Gee great, my tax money goes to buy a million shacks in a Detroit ghetto. Or about 5000 homes in California

— Give about $15 billion in housing tax breaks, including a credit of up to $7,500 for first-time homebuyers who bought homes between April 9, 2008, and July 1, 2009.

This seems like a good idea. But they have to pay that $7500 back at $500 a year, or in full if they sell the home. This is a tax break though and not actual cash to the buyer. If you don't pay $7500 in taxes your not going to get that much back. And on the flip side, this bill did eliminate down payment assistance programs for first time buyers. They eliminated free money down payment assistance programs and gave a loan against your tax bill.

— Put a cap of $625,500 on the loans Fannie Mae and Freddie Mac can buy in certain high-priced areas, and a cap in other areas of up to 15 percent above the median home price.

STUPID, STUPID, STUPID, Another attempt to keep home prices artificially inflated.

— Count any federal infusion for the mortgage giants under the debt limit, essentially capping how much the government could spend to stabilize the companies without further approval from Congress. As of Tuesday, the national debt that counts toward the limit stood at about $9.5 trillion, roughly $360 billion below the statutory ceiling.

This is the increase of the National Debt Limit. Another STUPID idea.

It's amazing to me that even with 70% of the population against this bill it sill passed by a landslide. I fully understand that something has to be done to ensure a total collapse of the banking system and the economy doesn't happen. But this bill is not the way to do it.


bigdog76 said...

I appreciate the post. One note on the $7500 tax credit you start paying that back 2 years after you claim it.

dgelz said...

"Put a cap of $625,500 on the loans Fannie Mae and Freddie Mac can buy in certain high-priced areas, and a cap in other areas of up to 15 percent above the median home price."
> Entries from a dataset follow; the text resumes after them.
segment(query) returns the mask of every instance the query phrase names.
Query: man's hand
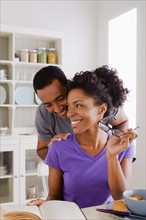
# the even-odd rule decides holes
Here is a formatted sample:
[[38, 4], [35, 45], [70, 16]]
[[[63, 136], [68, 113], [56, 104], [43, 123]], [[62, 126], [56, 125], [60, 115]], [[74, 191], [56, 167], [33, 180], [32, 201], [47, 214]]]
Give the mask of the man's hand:
[[26, 205], [28, 205], [28, 206], [34, 206], [34, 205], [40, 206], [44, 202], [46, 202], [45, 199], [35, 199], [35, 200], [31, 200], [30, 202], [27, 202]]

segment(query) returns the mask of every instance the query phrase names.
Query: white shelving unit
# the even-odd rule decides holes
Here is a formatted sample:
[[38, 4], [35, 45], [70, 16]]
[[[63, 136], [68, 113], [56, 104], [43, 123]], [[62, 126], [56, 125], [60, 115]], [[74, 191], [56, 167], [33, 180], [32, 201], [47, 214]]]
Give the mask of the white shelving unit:
[[[62, 65], [62, 33], [40, 29], [22, 28], [1, 25], [0, 35], [0, 69], [7, 71], [7, 79], [0, 81], [6, 91], [6, 101], [0, 106], [0, 127], [8, 127], [9, 134], [34, 134], [34, 119], [37, 102], [30, 104], [16, 103], [16, 88], [32, 87], [35, 73], [44, 66], [51, 64], [17, 62], [15, 54], [21, 49], [38, 49], [54, 47], [57, 51], [57, 64]], [[53, 64], [52, 64], [53, 65]], [[24, 91], [25, 92], [25, 91]]]
[[38, 197], [43, 197], [42, 182], [36, 172], [40, 162], [34, 127], [38, 103], [33, 94], [31, 104], [18, 104], [16, 89], [22, 86], [32, 88], [35, 73], [53, 64], [16, 61], [15, 53], [19, 54], [25, 48], [54, 47], [57, 51], [55, 65], [61, 68], [62, 39], [62, 33], [1, 25], [0, 70], [6, 70], [7, 79], [0, 80], [0, 86], [6, 92], [5, 102], [0, 103], [0, 127], [8, 127], [8, 132], [0, 137], [0, 203], [26, 204], [30, 185], [36, 187]]

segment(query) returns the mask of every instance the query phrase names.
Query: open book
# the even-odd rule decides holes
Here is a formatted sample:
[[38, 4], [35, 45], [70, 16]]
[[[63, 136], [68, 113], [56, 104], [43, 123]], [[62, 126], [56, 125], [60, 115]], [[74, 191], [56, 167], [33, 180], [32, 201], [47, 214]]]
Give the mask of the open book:
[[38, 206], [1, 204], [2, 220], [85, 220], [85, 216], [74, 202], [47, 201]]

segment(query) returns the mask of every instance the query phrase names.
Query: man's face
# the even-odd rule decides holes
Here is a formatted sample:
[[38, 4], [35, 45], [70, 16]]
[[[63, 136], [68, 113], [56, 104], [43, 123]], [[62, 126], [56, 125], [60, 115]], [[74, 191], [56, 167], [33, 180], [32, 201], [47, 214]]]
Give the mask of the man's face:
[[50, 85], [37, 90], [37, 95], [50, 113], [67, 119], [67, 88], [63, 87], [58, 80], [53, 80]]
I agree 100% on just how STUPID this is. This bill will allow more buyers to purchase a home that is still incredibly overpriced. Yeah, now you may be able to get that loan at a decent lower interest rate, but realize the loan your asking for is too high...THE HOUSE YOU'RE BUYING ISN'T REALLY WORTH THAT MUCH!
Let home prices correct to the proper income to home-debt ratio. Then consider taking on the new loan.
They're trying to make you buy a house at a purchase price that still needs to come down.
Do your research, people...we're getting screwed!

golfer_X said...

They are trying but as usual when a committee, a congress or a group of experts get together you can pretty much count of a clusterfook.
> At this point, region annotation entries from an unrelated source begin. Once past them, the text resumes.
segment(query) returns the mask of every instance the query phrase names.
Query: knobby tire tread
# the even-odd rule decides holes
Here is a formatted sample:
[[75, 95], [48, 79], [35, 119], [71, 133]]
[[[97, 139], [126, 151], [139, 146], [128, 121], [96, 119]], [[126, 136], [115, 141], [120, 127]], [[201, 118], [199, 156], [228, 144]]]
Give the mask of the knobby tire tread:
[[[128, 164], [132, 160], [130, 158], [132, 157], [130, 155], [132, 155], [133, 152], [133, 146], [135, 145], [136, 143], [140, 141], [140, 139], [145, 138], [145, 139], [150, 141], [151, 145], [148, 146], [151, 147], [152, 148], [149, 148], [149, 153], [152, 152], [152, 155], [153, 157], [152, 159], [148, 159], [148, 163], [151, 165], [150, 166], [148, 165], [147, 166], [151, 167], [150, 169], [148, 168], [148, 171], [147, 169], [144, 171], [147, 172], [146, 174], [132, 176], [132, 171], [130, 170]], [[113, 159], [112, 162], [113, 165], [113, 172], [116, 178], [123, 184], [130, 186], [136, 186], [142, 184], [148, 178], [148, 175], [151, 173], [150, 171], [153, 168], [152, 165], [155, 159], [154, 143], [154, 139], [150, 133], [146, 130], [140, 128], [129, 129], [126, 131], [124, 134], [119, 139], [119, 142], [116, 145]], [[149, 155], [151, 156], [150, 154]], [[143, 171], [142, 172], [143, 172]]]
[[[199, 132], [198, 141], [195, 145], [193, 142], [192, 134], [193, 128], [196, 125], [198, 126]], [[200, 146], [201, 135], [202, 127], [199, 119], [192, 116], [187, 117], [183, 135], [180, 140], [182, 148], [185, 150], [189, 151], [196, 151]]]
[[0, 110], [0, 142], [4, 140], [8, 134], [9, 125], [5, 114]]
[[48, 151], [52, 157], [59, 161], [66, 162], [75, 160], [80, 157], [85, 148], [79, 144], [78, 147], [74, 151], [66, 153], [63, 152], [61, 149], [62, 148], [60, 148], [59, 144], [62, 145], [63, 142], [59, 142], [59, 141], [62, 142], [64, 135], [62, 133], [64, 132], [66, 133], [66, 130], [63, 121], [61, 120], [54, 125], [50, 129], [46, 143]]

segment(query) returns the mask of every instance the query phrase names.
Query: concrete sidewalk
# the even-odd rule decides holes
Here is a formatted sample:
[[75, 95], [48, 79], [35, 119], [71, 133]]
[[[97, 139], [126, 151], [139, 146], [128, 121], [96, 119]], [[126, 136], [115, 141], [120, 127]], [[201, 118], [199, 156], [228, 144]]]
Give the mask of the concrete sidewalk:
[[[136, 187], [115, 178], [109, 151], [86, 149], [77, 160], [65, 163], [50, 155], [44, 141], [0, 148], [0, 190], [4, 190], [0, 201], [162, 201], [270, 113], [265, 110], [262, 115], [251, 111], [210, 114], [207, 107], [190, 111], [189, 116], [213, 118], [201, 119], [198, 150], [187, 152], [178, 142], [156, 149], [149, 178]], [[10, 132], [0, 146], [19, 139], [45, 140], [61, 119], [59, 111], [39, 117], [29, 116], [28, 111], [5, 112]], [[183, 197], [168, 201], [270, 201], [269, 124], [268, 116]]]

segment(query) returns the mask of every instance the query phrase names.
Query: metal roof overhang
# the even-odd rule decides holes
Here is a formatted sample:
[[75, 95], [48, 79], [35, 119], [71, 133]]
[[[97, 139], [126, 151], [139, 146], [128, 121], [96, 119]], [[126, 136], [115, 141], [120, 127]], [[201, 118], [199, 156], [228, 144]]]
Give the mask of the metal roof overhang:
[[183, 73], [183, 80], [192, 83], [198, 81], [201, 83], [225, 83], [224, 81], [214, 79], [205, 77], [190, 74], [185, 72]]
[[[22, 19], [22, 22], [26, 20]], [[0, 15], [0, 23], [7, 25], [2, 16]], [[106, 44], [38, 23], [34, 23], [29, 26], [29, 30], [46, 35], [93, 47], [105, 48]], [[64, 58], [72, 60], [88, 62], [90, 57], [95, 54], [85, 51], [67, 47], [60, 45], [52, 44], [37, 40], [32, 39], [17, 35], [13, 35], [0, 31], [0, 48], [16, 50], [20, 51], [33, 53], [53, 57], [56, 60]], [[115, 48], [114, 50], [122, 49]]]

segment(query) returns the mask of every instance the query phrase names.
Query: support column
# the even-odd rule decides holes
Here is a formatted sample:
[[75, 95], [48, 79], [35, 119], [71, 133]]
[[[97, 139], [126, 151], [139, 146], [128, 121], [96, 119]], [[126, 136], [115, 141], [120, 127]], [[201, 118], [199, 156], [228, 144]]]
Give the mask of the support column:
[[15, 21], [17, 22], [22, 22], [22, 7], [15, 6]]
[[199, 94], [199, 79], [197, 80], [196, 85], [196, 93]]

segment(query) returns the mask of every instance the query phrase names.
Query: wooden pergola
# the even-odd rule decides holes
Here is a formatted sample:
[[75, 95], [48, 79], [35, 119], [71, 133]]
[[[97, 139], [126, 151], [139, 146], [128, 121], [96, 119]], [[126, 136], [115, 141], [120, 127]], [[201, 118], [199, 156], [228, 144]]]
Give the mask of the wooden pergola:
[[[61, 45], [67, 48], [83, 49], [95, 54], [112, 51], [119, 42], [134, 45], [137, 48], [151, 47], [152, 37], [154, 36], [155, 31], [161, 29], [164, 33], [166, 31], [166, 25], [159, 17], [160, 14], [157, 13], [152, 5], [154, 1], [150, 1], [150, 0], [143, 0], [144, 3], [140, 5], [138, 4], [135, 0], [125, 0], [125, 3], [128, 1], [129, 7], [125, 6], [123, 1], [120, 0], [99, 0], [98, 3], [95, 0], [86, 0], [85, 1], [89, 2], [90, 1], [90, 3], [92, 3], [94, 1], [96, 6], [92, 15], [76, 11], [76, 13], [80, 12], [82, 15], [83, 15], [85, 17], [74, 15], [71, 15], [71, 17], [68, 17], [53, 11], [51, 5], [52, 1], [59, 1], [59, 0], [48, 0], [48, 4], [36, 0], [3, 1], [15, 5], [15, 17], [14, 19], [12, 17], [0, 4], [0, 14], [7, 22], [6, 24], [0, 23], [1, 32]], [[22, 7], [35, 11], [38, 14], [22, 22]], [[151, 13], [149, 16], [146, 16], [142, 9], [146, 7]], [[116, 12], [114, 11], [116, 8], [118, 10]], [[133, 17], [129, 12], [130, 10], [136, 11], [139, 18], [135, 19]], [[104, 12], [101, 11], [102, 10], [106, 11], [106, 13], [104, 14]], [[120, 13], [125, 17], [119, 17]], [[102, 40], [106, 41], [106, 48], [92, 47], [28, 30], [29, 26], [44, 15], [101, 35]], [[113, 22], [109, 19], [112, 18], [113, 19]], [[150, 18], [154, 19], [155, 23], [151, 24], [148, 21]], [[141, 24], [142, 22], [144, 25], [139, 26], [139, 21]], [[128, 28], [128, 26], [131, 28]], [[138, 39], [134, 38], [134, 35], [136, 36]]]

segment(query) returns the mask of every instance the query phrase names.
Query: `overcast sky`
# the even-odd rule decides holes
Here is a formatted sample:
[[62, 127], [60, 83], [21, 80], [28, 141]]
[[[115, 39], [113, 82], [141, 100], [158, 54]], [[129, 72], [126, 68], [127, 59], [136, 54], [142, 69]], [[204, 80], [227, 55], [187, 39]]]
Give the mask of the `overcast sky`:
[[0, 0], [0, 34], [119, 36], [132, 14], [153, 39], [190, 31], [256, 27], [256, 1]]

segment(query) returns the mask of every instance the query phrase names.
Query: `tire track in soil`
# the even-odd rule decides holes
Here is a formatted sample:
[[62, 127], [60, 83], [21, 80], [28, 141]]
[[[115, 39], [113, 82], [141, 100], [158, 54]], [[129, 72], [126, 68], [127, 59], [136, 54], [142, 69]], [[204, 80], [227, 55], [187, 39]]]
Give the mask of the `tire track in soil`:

I understand the need for the gov to prevent a complete financial meltdown. And I'm sure it's a far more complicated process than I can wrap my feeble mind around. However everything they have done so far seems either like fluff or like desperation. I fear they are taking us down the same road Japan took in the 90's. They are trying to stretch out the collapse and they should. Having trillions of dollars in losses in a very short time would be, well it would be really really bad. But they have to be careful not to stretch it out for too long. This could lead to a long period of Stagflation. And unlike the Japanese who still saved money during their boom and bust we are broke, we are worse than broke. We are up to our eyeballs in debt. And all that debt will make this hole much harder for us to climb out of than it was for the Japanese.

So tonight as I lay my head down to sleep I pray for the lunatics in Washington to do something different this time. Like possibly the right thing (whatever that may be).